REPUBLIKA.CO.ID, JAKARTA -- Juru bicara Kementerian Luar Negeri Arrmanatha Nasir mengungkapkan, kronologi ditemukannya 51 warga negara Indonesia (WNI) yang menjadi korban tindak pidana perdagangan orang (TPPO). Menurutnya, KBRI Kuala Lumpur telah lama menunjukkan kecurigaan adanya perdagangan WNI di sebuah pabrik sarang burung walet di Klang, Selangor.
"Laporan pertama dilakukan pada 28 Februari ke kepolisian Malaysia. KBRI menyatakan kecurigaan adanya kasus TPPO di perusahaan tersebut," ujar pria yang akrab disapa Tata ini, di Jakarta, Kamis (30/3).
Namun, ia mengatakan, saat itu KBRI Kuala Lumpur belum memiliki banyak bukti yang dapat diberikan ke Polisi Diraja Malaysia. Sehingga, pada 2 dan 3 Maret, KBRI Kuala Lumpur melakukan sidak ke pabrik tersebut dengan bantuan dari media setempat.
Setelah mendapatkan bukti awal yang cukup, pada 21 Maret KBRI Kuala Lumpur kembali membuat laporan ke kepolisian.

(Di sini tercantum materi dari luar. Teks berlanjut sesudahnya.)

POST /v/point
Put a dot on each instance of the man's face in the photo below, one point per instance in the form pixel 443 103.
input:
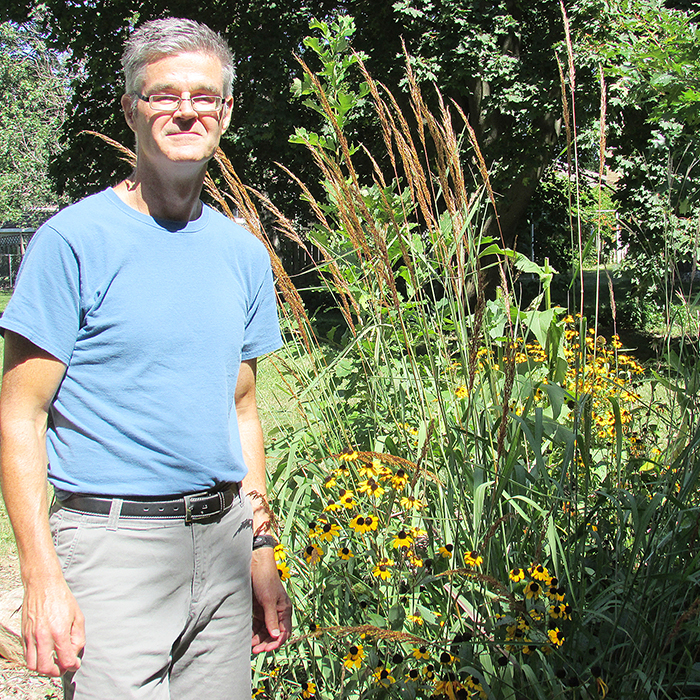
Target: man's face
pixel 183 136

Kemudian pada 28 Maret lalu, kepolisian Malaysia melakukan penggerebekan ke pabrik tersebut atas desakan terus-menerus dari KBRI Kuala Lumpur.
"KBRI telah memberikan informasi. Persis sebulan setelah laporan pertama, kepolisian Malaysia melakukan tindakan penggerebekan," kata Tata.
Dari hasil penggerebekan itu, ditemukan 51 WNI yang menjadi korban TPPO dari jumlah karyawan pabrik sebanyak 150 orang. Sedangkan, 92 pekerja WNI dan tiga pekerja warga negara asing lainnya dinyatakan telah melanggar aturan keimigrasian Malaysia.
Menurut Tata, 51 WNI korban TPPO itu telah mendapat pendampingan dari KBRI Kuala Lumpur, di rumah perlindungan khusus perempuan. Mahkamah pengadilan Malaysia menyatakan akan memberikan perlindungan hingga 18 April mendatang.